ФИ: Я не веду записей. Во-первых, я ленив. Во-вторых, мои соображения находятся в постоянном движении, и записав что-то однажды, я быстро изменю позицию, перечитав, мне покажется нужным что-то вечно корректировать. Я когда-то пробовал, но я вижу несовершенство того, что я написал, и я это уничтожаю, потому что это не соответствует той правде, которая сейчас для меня является правдой. В конце концов запись проецирует собственную работу мысли на то, чтобы понравиться каким-то людям, находящимся во внешнем положении по отношению к себе. Меня же интересует внутренний процесс, для меня важен именно он. Мне важно не показаться красивым кому-то, а обрести тот смысл, ради которого я все это и делаю. А вот чтобы показаться красивым или некрасивым, существует такая форма, как искусство, и именно там создавая метафоры, я смогу это сделать. Если метафора удалась, для меня это великое благо, а дневниковость собственного проживания для меня очень утомительна. Я знаю людей, которые пишут дневники, но когда я читаю дневник, я вижу, что это форма доноса, а поскольку я жил в советское время и к доносам отношусь очень отрицательно, то меня это искренне коробит. Я недавно читал дневник Михаила Гробмана, у него была такая силовая линия описания всего. Буквально каждый день записывал, как амбарную книгу. Объединенное в книгу это выглядит как донос. Нусберг похожие вещи делал, и даже довел свой «дневник» до абсолютного доноса и абсолютной фальши, ибо старается в нем понравиться «госпоже истории», какой он себе ее представляет. И потом я знаю, какие люди слабые существа, как они хотят показаться другому или неким будущим людям очень значительными и важными, но эта «бочка» дегтя всегда будет присутствовать. И по контексту она будет считываться. Зачем же себя так позиционировать. Особенно интересно сравнивать дневники с реальными художественными работами, чаще всего это оказываются диаметрально противоположные вещи, почти китчевого характера. Самообнажение мне кажется нескромным. Кто я такой, чтобы всем демонстрировать, как я развивался. Почему это имеет сегодня такое первостепенное значение? Для культурологов это может быть полезно, наверное, а я художник и высказываюсь через метафору, а уж по ней можно судить, кто я такой.

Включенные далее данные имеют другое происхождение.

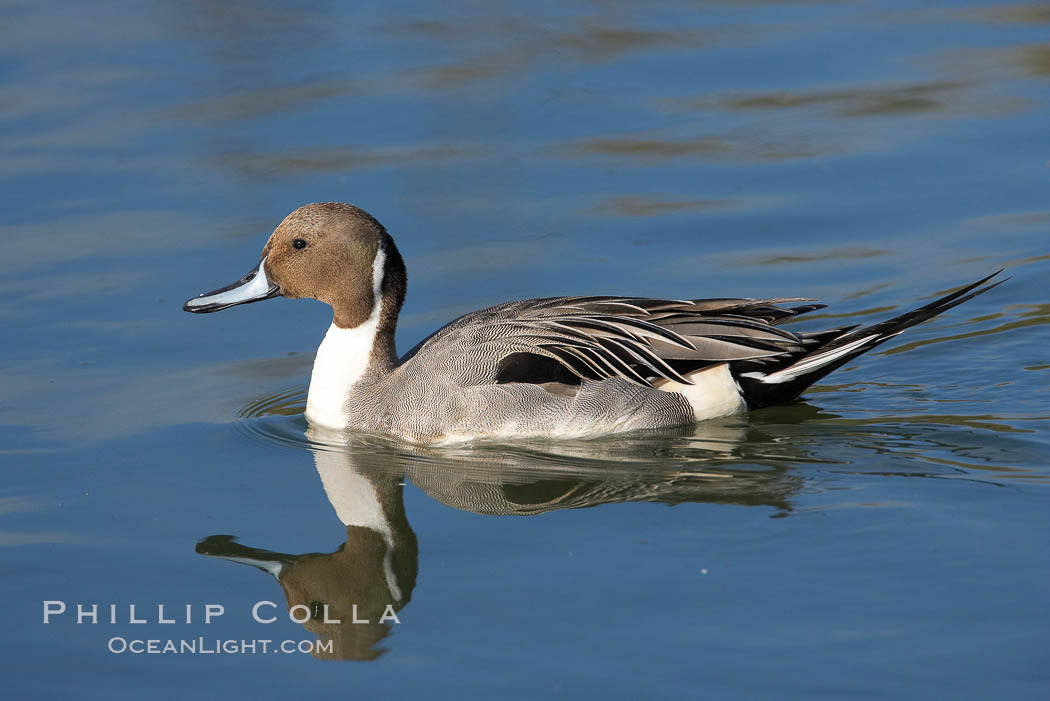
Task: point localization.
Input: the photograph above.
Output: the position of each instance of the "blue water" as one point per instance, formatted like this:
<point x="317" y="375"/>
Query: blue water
<point x="887" y="537"/>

ОА: Категория «другого» одна из базовых для философии ХХ века. Этот другой, глазами которого мы на себя смотрим, необходимая вещь для осознания себя. И отсюда вопрос – а рассматриваете ли вы Нонну как постоянного другого? Ведете ли с ней постоянный диалог?
ФИ: Вы поставили очень правильный акцент. Да. Так как вообще мнение посторонних меня не очень интересует, а ее мнение очень важно для меня, потому что мы с ней вместе работаем. Тут дело такое, что действительно из себя не видно кто ты и что ты, для того чтобы себя увидеть, нужно выйти во внешнюю по отношению к себе позицию, внешний взгляд – это прерогатива окружающих тебя людей. Но, конечно, не все из этих людей имеют значение в собственных глазах, а ее мнение мне невероятно важно, так как мы не только соавторы, но и семья. Такая конструкция для меня правильна. А что касается восприятия мнения посторонних людей, то оно может восприниматься только если обладает аргументацией. А себя можно отрефлексировать только взглядом со стороны, есть 3 или 4 человека, мнение которых для меня важно, и Нонна – такой человек.
ОА: Нонна занимается графикой, верно? Является ли ваше искусство плодом этого диалога, или скорее оно идет изнутри одного из вас, а потом уже в процессе диалога корректируется?
ФИ: У нас скорее молчаливый диалог. Каких-то многословных обсуждений у нас не бывает, чаще всего все понятно уже по взгляду или жесту. Два человека, которые живут вместе так долго, как мы, чаще всего просто чувствуют друг друга. Я принимаю только абсолютную способность самоприсутствия в том или ином деле и неважно гениально или нет, но я вижу, что человек отдает всего себя и сам стараюсь делать так же. На максимальном излете своих возможностей. А заявлять о собственной гениальности я не считаю правильным, так как выходит, что гениев в России на один квадратный метр очень много, что нарушает привычный взгляд на жизнь. Но может быть кому-то это дает какую-то энергию для работы. Хотя, нельзя не согласиться с древними, которые говорили: «ты сам о себе свидетельствуешь, значит свидетельство твое не верно».
ОА: Для вас в целом важна категория «гениальности»? Поскольку в ХХ веке и само понятие гениальности было переосмыслено. Но вы часто обращаетесь к этой классической категории…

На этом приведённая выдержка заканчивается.